Agenda | Mar 23,2019
May 4 , 2019
By Eden Sahle
Prime Minister Abiy Ahmed (PhD) visited China recently for the second Belt & Road Forum for International Cooperation. Even if Ethiopia has undergone a major change in leadership in high political offices, it was not at all surprising to see a chummy relationship between the two countries.
The Belt & Road Initiative, which would see China investing over a trillion dollars, encompasses infrastructure, energy and trade. It has enticed Ethiopia as it has European and Asian countries. It is also one of many projects unveiled by China to immerse itself in the international political economy.
Launched six years ago, the Initiative aims to solve infrastructure deficits and support sustainable development projects. Its potential impact has generated global attention due to its promise for economic growth and regional cooperation involving over four billion people living in Africa, Asia and Europe.
For Ethiopia, struggling to achieve external competitiveness due to, among other factors, lack of infrastructure, the Initiative seems a godsend. Around the world, since the Initiative came to be, China has supported thousands of projects related to the Initiative with over 100 billion dollars in outlays.
Undoubtedly, Chinese investment does have the potential to address Ethiopia’s infrastructure gap, but what needs caution is that this may lead to unsustainable debt.
Projects under the Initiative increase debt-to-GDP ratios for several countries, putting them at high debt risk, according to estimates by the Centre for Global Development. It recommended countries be vigilant to balance the need for these development projects with the exposure created by increased debt levels. As it stands now, East African countries have taken loans of over 29 billion dollars from China for infrastructure, energy and construction development projects, according to the Johns Hopkins University.
Currently, Ethiopia’s debt is estimated to be over half of annual gross domestic product (GDP). This is compounded by the fact that the economy is barely performing at the moment with exports declining and lacklustre performance in manufacturing. Analysts suggest that nations unable to compete economically would be more hurt by the Initiative than benefited.
Sri Lanka recently defaulted on more than a billion dollars of infrastructure development loans. It was forced to surrender a port to Chinese state-owned companies on a 99-year concession. Similarly, to pay off its debt, Pakistan gave a 40-year concession. Analysts speculate that Djibouti could be next on the chopping block, unless it clears up its massive debt to the Asian giant immediately.
This does not mean that Chinese investment or initiatives are bad. There is no doubt that under the right sort of management, countries, especially in Africa, stand to benefit from the Initiative when it comes to addressing infrastructure gaps.
Accountability on the side of leaders and transparency of the Initiative is vital for monitoring and evaluation. Deals must be done strictly on the basis of local demands, after strict evaluation on capacity to repay loans.
Most crucially, countries interested in China’s new Initiative should not consider it a shortcut. The alternative to Chinese handouts is securing billions of dollars in investment annually for decades to address infrastructure. None of the African countries is positioned to achieve this on their own. But it does not mean that countries such as Ethiopia should jump into deals without giving loans a careful thought. It should be understood that it is dangerous to jump into a whole slew of infrastructure investments without a definite clue on whether the current ones are performing optimally.
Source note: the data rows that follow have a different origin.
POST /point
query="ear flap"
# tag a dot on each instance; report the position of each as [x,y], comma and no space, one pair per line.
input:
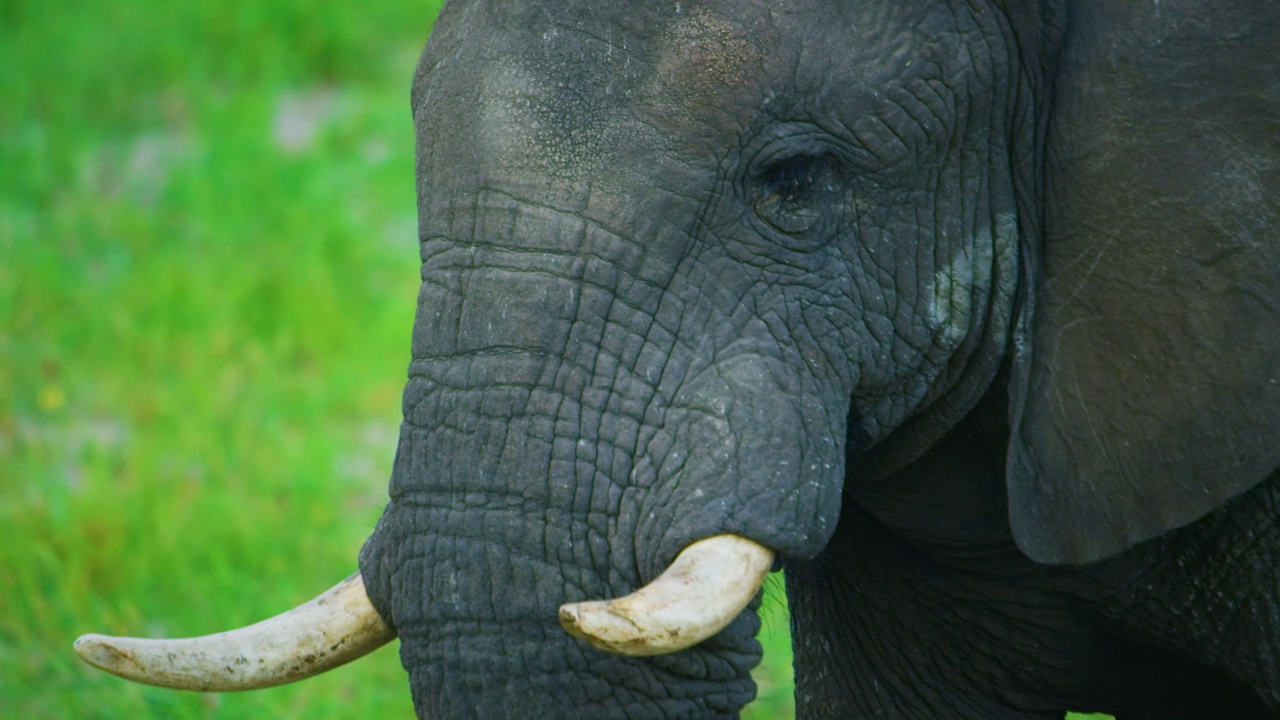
[1147,379]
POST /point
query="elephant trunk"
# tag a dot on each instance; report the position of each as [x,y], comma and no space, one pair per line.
[558,447]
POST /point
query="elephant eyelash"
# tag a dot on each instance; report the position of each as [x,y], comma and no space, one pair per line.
[790,195]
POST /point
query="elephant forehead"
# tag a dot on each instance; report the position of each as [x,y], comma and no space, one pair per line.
[581,98]
[708,71]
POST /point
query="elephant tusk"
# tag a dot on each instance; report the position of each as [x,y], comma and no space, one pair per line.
[703,591]
[337,627]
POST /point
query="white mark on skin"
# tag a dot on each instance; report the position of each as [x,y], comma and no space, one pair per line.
[954,285]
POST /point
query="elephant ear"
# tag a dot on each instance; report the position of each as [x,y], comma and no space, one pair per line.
[1147,376]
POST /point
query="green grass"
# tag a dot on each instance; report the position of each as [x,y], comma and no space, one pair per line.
[208,269]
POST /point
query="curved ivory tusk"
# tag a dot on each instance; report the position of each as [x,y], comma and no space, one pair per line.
[337,627]
[703,591]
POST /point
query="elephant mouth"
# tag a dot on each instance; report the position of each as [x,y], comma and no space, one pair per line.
[704,588]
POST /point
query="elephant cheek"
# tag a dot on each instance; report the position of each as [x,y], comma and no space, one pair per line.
[757,450]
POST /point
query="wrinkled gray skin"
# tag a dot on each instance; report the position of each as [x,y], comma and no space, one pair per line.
[969,309]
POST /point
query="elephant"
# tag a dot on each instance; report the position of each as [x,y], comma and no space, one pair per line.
[964,314]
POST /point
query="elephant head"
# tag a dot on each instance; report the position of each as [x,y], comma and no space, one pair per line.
[691,272]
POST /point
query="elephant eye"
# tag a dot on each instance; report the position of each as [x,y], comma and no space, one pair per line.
[794,194]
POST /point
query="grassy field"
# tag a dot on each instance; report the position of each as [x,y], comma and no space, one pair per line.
[208,269]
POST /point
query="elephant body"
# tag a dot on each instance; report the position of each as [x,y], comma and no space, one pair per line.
[968,310]
[945,302]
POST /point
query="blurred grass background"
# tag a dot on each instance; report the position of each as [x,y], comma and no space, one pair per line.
[208,276]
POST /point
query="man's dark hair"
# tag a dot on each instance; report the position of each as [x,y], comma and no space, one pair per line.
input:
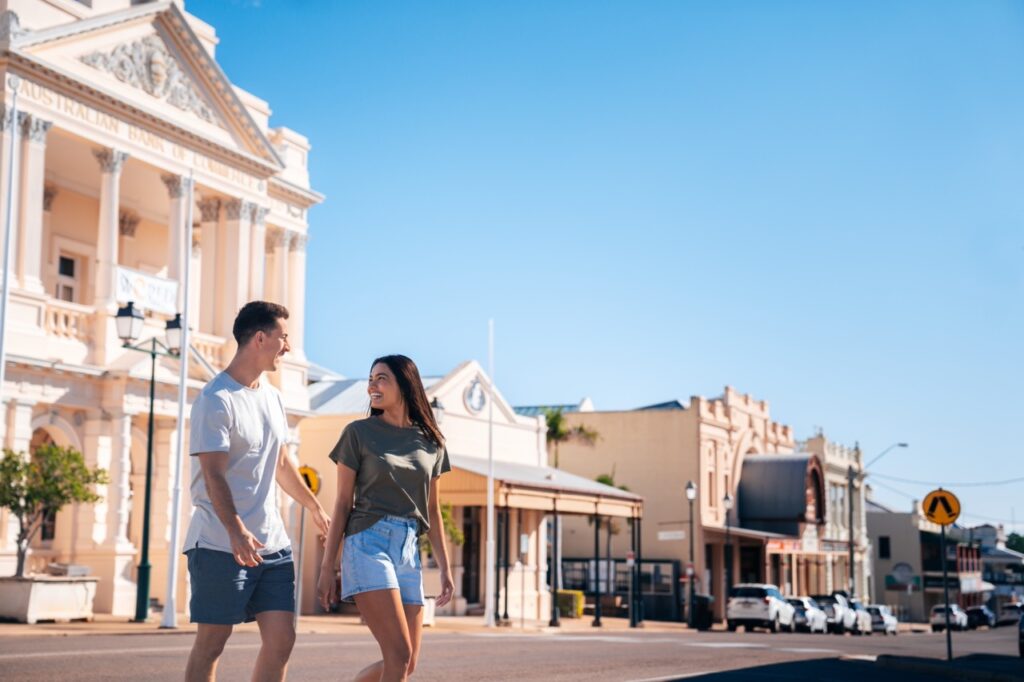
[257,316]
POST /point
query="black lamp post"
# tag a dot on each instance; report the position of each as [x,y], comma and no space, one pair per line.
[129,323]
[727,504]
[691,495]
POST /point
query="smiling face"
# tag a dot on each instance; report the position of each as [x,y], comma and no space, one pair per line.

Managing to negotiate a better deal from the Initiative and implementing the African Union grand plan for infrastructural development can raise the funds needed to mitigate gaps, according to the African Development Bank (AfDB).
As it stands, the Initiative can benefit Ethiopia, but much of it depends on whether the Ethio-China business deal can be mutually beneficial. The challenge for Ethiopia is to prioritise its core strategies to effectively take advantage of the investment and loan benefits to segue into a sustainable development path.
China is in a position to gain much over projects related to the Initiative and expand its market dominance. At the same time, Ethiopia can guarantee national objectives and sustainable development goals are being met. Ethiopia must also ensure that institutional capacity is built and policies are tinkered with to create accountability and transparency.